Oracle Making Full table Scans in some cases

I am attempting to use a list of Indexed ID’s stored in Dremio as a way to quickly lookup entries in a table with 200+ million rows. IOn oracle, the ID’s are stored as the Data Type “NUMBER”

When I run a query like

select * from oracle.big_table where big_table_id = 123456789

the query runs and I get the results back in less than a second.

Even if I run something like

select * from oracle.big_table where big_table_id in (List of 100 ID’s)

I get good performance.

But if I have a table in Dremio with the same 100 ID’s (dremio.table_ids) and try to run

select * from oracle.big_table where big_table_id in (select ID from dremio.table_ids)

It takes forever to run.

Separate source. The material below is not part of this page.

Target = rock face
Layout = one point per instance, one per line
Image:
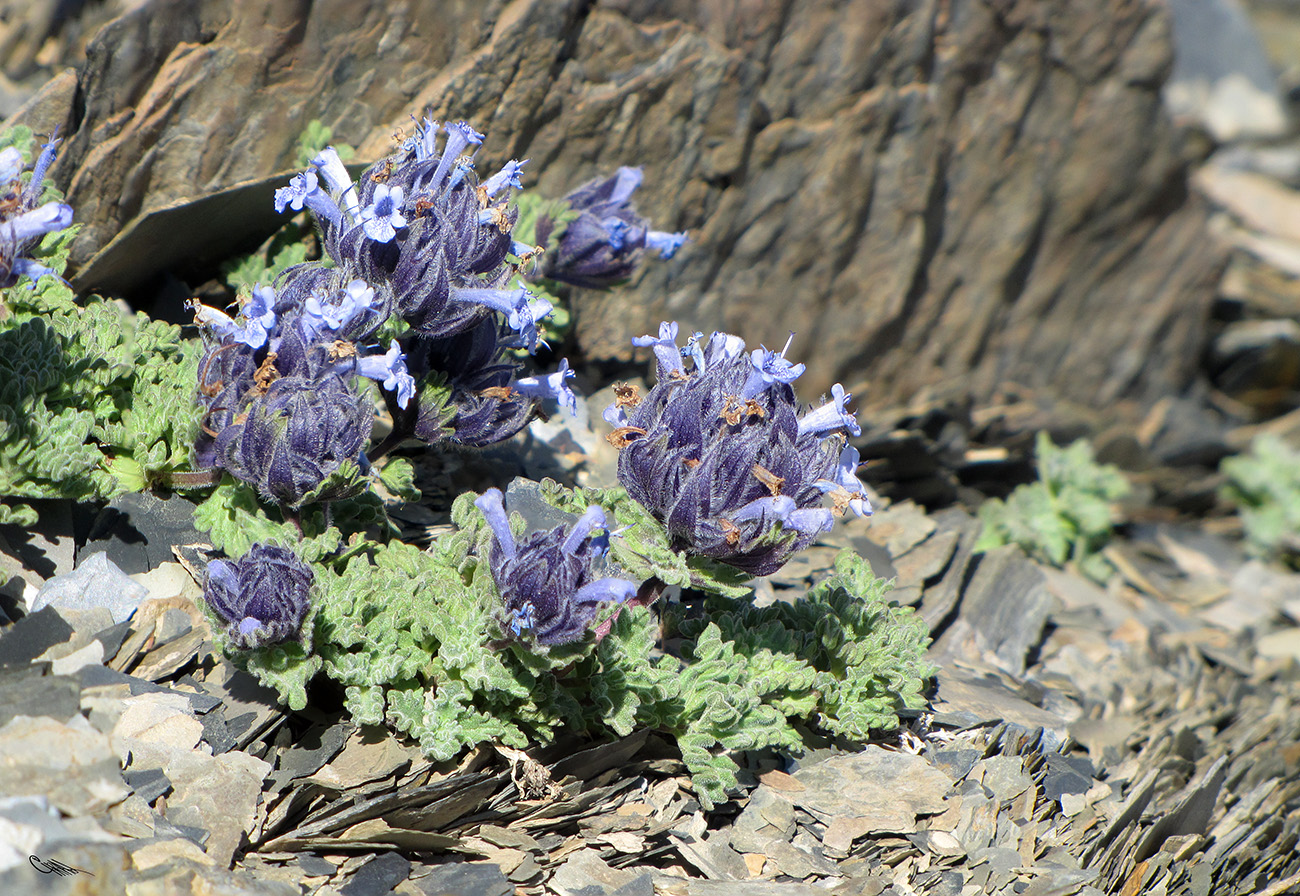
(940, 198)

Is there any way to make this work?

@sgoldsmith Wondering if the push down to Oracle is causing a FTS, any chance you can send us the 3 job profiles?

e0f4d974-a14b-43f1-aebc-eeae94fe16a1.zip (12.3 KB)
1efd4d45-f535-489b-9ca9-b0c06b9b8b8d.zip (10.4 KB)
9579f45a-3d5c-4d95-afed-fb6ff7f7323a.zip (10.2 KB)

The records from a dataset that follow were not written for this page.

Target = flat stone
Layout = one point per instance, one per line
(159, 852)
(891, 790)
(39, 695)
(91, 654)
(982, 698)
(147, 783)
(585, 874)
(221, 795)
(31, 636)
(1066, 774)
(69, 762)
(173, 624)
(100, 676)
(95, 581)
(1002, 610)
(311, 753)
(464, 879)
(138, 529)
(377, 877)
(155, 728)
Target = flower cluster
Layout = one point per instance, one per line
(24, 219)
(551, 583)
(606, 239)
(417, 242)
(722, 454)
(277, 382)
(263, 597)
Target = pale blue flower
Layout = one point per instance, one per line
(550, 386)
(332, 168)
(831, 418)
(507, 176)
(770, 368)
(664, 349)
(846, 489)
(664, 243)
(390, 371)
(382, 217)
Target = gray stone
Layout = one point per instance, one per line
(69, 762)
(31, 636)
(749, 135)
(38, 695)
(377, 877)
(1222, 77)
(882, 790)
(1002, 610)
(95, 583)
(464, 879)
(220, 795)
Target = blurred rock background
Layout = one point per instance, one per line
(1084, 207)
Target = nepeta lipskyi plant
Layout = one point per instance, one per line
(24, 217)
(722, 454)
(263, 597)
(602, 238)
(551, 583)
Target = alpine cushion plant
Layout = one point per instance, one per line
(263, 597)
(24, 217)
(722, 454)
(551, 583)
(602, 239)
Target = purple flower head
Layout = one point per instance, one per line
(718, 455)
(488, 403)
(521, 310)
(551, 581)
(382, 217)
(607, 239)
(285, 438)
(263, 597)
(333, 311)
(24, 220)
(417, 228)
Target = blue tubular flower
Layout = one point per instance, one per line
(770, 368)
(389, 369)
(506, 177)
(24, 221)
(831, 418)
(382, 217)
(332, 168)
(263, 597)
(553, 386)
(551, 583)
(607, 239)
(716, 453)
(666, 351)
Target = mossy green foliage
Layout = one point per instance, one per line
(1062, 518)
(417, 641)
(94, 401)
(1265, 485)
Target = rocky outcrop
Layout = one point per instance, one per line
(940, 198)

I recreated the scenario, here are the different profiles.

@sgoldsmith I see 3 profiles

  • Job ID# 1b1302e9-cc8c-32e5-6b73-31b0e6adca00 I see the filter gets pushed down and query completes in 0.24s

  • Job ID# 1b130214-c8d3-ae86-1ba2-db98095ed200 It is a IN FILTER rewritten as OR and filter does get push down and query completes in 0.26s

  • Job ID# 1b1301f3-8d23-d05d-f8c7-9d727c04b700 is a join between an Oracle Table and a PARQUET dataset, there is no push down possible in this and query completes in 1.3s

What is your specific concern?

Do you have the profile when it runs forever? Cancel after it runs for say 30m and send us the profile

Here is the profile of the long run.
e6eacacd-183b-4533-95be-4692229cd409.zip (18.8 KB)

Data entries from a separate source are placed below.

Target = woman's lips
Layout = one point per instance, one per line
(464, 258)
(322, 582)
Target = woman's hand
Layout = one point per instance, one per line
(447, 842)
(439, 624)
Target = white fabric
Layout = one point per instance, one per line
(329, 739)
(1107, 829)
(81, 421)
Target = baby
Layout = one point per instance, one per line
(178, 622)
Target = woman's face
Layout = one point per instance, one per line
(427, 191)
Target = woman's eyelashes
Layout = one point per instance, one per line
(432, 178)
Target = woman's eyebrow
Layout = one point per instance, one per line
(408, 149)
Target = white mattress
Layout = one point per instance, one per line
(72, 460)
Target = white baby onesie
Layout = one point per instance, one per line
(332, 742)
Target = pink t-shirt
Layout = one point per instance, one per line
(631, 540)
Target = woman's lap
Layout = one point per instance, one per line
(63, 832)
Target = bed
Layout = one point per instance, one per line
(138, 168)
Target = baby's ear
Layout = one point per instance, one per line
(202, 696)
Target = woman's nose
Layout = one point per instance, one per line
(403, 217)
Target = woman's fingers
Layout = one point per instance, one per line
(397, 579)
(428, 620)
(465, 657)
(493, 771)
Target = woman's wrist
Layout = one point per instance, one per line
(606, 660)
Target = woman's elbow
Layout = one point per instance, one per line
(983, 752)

@sgoldsmith Looks like there is no FILTER in the query and it is selecting all records from Oracle, since the query is cancelled, not sure how many records in the Oracle table. How many records are there in HOLDINGDBO.POSITION_DETAIL? Since the inner query is from PARQUET, the result of the inner query cannot be pushed down into Oracle as they are 2 different sources in Oracle

I cancelled the query after about an hour. The HOLDINGDBO.POSITION_DETAIL has around 4.3 billion records.

@sgoldsmith Currently pushing down results from another source’s results into a different source. Can we archive the table and then create a reflection on the live table?